And so that cuts all of those people out from doing this as its subject, even in its own right, but more importantly, from being able to apply this to real life. And so we’ve kind of ended up with this proxy that’s sort of all empowering, all discriminating so to speak on who can go further. And one of the things I point to in the book is there is an example of where this happened before, perhaps not so familiar in the US, but certainly in British schools and many European

schools in the 1950s, Latin and classics assumed a similar position. In order to enter good university in the UK, you had to have studied Latin and be good at it all the way through until you were 18 years old. And now it seems sort of crazy. I mean, if you don’t happen to be good at learning your Latin words, or you know, knowing how to decline a verb, it doesn’t seem like it has much to do with whether you’re going to be a great biologist. And that’s correct, it doesn’t.

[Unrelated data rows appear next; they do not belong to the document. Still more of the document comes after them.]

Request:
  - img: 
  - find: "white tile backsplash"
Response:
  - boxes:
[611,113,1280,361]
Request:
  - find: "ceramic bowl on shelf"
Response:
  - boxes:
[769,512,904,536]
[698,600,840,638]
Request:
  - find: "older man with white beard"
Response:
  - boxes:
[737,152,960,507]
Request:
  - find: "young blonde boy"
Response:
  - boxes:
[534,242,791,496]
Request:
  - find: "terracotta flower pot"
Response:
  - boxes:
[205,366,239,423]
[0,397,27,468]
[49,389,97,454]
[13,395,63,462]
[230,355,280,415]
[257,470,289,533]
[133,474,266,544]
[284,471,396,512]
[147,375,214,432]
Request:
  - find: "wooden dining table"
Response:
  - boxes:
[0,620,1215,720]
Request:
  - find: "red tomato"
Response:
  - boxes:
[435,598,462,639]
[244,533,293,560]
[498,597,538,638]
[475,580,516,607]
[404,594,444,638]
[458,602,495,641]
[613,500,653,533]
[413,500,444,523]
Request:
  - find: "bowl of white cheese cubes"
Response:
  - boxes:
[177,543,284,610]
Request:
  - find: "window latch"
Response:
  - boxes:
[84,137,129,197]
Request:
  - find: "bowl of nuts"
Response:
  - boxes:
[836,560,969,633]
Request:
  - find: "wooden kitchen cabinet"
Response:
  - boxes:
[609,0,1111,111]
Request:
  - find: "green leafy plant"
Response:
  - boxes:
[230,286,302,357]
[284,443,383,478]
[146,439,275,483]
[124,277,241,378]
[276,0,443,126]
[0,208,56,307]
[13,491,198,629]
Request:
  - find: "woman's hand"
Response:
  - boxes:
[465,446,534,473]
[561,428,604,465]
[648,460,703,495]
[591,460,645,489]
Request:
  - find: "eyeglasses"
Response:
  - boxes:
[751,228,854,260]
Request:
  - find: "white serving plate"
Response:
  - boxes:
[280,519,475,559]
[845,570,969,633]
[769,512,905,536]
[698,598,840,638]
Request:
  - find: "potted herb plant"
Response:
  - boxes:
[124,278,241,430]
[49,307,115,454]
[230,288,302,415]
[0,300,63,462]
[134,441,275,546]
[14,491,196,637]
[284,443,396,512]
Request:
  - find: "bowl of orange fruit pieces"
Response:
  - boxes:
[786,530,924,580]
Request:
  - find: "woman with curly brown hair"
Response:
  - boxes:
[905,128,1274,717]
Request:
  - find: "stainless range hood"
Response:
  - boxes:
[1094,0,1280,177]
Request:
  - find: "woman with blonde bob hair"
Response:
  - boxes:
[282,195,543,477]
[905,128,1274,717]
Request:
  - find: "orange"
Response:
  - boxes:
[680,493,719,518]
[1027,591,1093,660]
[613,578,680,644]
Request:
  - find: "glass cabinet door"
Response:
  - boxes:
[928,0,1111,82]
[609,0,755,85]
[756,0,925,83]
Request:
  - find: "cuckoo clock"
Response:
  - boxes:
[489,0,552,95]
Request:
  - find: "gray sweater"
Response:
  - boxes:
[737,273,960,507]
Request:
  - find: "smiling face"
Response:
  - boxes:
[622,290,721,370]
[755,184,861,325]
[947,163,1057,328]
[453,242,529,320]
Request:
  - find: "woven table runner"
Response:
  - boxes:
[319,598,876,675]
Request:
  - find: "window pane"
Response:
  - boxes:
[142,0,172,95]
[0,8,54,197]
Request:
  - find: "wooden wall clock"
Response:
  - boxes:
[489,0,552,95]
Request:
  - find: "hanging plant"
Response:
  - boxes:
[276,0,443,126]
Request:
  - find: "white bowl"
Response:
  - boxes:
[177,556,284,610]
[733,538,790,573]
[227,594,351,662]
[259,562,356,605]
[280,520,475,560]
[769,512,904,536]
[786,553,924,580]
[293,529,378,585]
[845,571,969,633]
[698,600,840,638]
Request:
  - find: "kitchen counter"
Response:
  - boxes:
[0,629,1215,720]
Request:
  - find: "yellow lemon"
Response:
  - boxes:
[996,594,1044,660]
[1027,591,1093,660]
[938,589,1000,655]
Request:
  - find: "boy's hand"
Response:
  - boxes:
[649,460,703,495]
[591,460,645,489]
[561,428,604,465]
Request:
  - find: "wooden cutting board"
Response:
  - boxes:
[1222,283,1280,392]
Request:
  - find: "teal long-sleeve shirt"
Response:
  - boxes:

But yet that was a thing that you had to do. That was a milestone you had to get passed in order to get through. And that is why I think this is so dangerous in the world. And it’s particularly dangerous because I think that much of the discourse, political discourse, is now, it has a computational element to it. And so if we cut a large fraction of the population out, you can see we’re cutting them out from much of the decision making. And that has other

consequences. Hey listeners, Jessica here. I wanted to just take a quick break from today’s episode to let you know that Getting Smart offers advertising opportunities on our podcast and on our website. Do you need to get the word out about a new campaign or initiative? Want more school leaders and teachers to plan for the new school year with your edtech product in mind? If you’re interested in sponsorship or want to learn more about ad placements, just shoot me an email at

info at gettingsmart.com. All right, let’s get back to the podcast. I really appreciate that argument. And in your book, you make a number of super important points about this. Historically, I took a lot of math in college because I was an engineer. I didn’t really do any interesting problems until I was a senior. When I had had about six math classes, I found the same about engineering. I didn’t really get into any applied work until I was

well on into my studies. And that was because you delay things until you’ve been able to do advanced calculation. And you point out on page 132 that it’s, it’s crazy that we do that. We should actually reorder by the complexity of the problem, not the calculation. And you made some great points that 10 year olds can use some of the concepts of linear algebra to conceptualize a problem. And that’s not at all a challenge because you can do those calculations by computer. But

we should, we should be inviting young people into increasingly complicated problems and not getting those by how difficult it is to do the hand calculations associated with them. Let me maybe sort of broaden on that as well. I think, yeah, I mean, this reordering is really exciting. And the questions I ask is why don’t we teach machine learning to, you know, in primary schools in, you know, to pretty low age group kids? Actually, machine learning is the thing to

understand how you use it. It’s pretty simple. Right. It’s almost how they, how they learn stuff, how we all learn stuff. Building a new neural network, totally different thing. But we have to separate and we have to be very careful to separate the building of new things, new, new techniques from the use of them. Once you have a computer actually doing the calculation, you can separate this one. There’s a layer of automation. So there’s no reason not to introduce

the, you know, things that, you know, introduce topics that may require complicated computation under the surface, but maybe conceptually quite simple to understand. And I would also put calculus, the use of calculus, actually quite… Just talking about rates of change. Yeah, rates of change, areas under curves. You know, how much I’ve got a curved desk in front of me here. I’m not sure what function it was made with, but you know, how much material do I need to make

this desk? I mean, it’s not hard for a 10-year-old to understand the problem. It’s nasty to do the actual integral because, you know, that leads to the manipulation, but we don’t need to do that anymore. And so I think what we, we’re into an era which is very exciting where we can do a lot of complex problems early on, which appear to relate to, which would do relate to the real world much more closely than what we’ve been doing. So we can start from real-world actual problems that

might be of interest to the student, and then we can work something out. And as opposed to starting from something very abstract, and if you’re very lucky after you’ve done your equation solving, you might be able to have it hooked up, you know, to the real world somehow, by which point you’ve already lost, you know, three-quarters of the students. All right, I want to make a couple of, this is sort of a lightning round of topics to help make this tangible for people. On page

90 of your book, you take on the question of time stables, and if it’s still useful to memorize time stables, you have a common sense answer to that question. I think it’s still somewhat useful, but I wouldn’t put them on any pedestal. I think one of the things, I don’t say we shouldn’t learn anything by hand. I have two discriminators for that. One is, is it useful today? Is it practically useful? And I use timetables for estimating things in my head.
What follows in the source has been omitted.